- [pdf] [supp] [arXiv]
Revisiting Token Pruning for Object Detection and Instance Segmentation
Vision Transformers (ViTs) have shown impressive performance in computer vision, but their high computational cost, quadratic in the number of tokens, limits their adoption in computation-constrained applications. However, this large number of tokens may not be necessary, as not all tokens are equally important. In this paper, we investigate token pruning to accelerate inference for object detection and instance segmentation, extending prior works from image classification. Through extensive experiments, we offer four insights for dense tasks: (i) tokens should not be completely pruned and discarded, but rather preserved in the feature maps for later use. (ii) reactivating previously pruned tokens can further enhance model performance. (iii) a dynamic pruning rate based on images is better than a fixed pruning rate. (iv) a lightweight, 2-layer MLP can effectively prune tokens, achieving accuracy comparable with complex gating networks with a simpler design.
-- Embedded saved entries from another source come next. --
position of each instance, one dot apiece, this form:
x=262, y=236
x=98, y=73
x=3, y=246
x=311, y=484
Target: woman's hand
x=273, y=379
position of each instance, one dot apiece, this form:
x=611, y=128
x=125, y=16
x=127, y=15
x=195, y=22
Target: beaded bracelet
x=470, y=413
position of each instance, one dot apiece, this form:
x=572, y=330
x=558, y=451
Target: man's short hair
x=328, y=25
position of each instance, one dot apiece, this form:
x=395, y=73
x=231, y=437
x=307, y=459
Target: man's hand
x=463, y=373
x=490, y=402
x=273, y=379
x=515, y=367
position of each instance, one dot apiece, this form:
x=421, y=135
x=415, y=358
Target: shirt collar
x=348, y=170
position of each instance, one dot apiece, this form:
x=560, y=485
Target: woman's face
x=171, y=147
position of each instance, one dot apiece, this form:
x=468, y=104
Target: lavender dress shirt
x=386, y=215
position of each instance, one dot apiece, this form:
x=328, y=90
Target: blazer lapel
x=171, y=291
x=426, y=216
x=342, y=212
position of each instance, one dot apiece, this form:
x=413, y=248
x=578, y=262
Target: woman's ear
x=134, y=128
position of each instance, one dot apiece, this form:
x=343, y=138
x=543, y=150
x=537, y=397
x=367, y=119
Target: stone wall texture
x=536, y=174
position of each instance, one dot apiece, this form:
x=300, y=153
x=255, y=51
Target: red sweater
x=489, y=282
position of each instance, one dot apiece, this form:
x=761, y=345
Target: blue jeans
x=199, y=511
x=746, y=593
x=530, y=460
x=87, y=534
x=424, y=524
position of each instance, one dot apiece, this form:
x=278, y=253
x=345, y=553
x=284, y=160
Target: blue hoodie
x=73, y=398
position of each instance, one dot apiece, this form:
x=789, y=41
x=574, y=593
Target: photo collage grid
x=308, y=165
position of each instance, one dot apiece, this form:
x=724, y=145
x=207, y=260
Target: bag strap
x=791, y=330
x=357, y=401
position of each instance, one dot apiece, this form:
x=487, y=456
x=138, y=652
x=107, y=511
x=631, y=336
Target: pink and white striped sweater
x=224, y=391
We assess the effects of these design decisions on the COCO dataset and introduce an approach that incorporates these findings, showing a reduction in performance decline from 1.5 mAP to 0.3 mAP in both boxes and masks, compared to existing token pruning methods. In relation to the dense counterpart that utilizes all tokens, our method realizes an increase in inference speed, achieving up to 34% faster performance for the entire network and 46% for the backbone. Code will be publicly available.